Minimize Touchpoints 

I have mentioned this before, but that doesn’t make it any less important to do. Whether you still allow patients into your waiting room or not, whether you still print receipts and statements, or you still send appointment cards, minimizing touchpoints is still essential to reducing anxiety and fear in your patients. 

I’ll be honest, when I was at the oral surgeon’s office, I felt incredibly nervous when they handed me a clipboard and pen. Luckily, I was able to fill out the paperwork in my car, but the first thing I did was sanitize my hands before doing so.
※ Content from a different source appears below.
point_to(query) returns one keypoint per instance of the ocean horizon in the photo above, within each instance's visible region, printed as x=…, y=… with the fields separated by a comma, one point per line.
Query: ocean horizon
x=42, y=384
Then, after handing the paperwork and pen in, I sanitized my hands again 

Patients more scared than me might not have bothered, they easily might have left or made a comment that they didn’t feel safe.  

To avoid patients feeling this way, take some time to assess your office and remove those touchpoints. 

Look at the options for trading paper charts in for digital and remove the touchpoints of charts and file cabinets in your office.  

When it comes to statements and receipts, use email instead of paper. 

And when your patient is new, give them the option to fill out the paperwork online as opposed to filling it out on a clipboard which has been touched by many, including those on your team.    

How can we stay safe and keep others safe during this pandemic/flu season? 

 The pandemic is still here, and in some cases, worse than it was in the Spring. But we can do better, especially during the flu season. Remember to follow all safety guidelines. Wear a mask, avoid crowds, wash your hands regularly, practice social distancing, and stay home when you can. Most importantly, relay this very important and life-saving information to your patients, to your friends, and to your family members. Let’s work together to end this.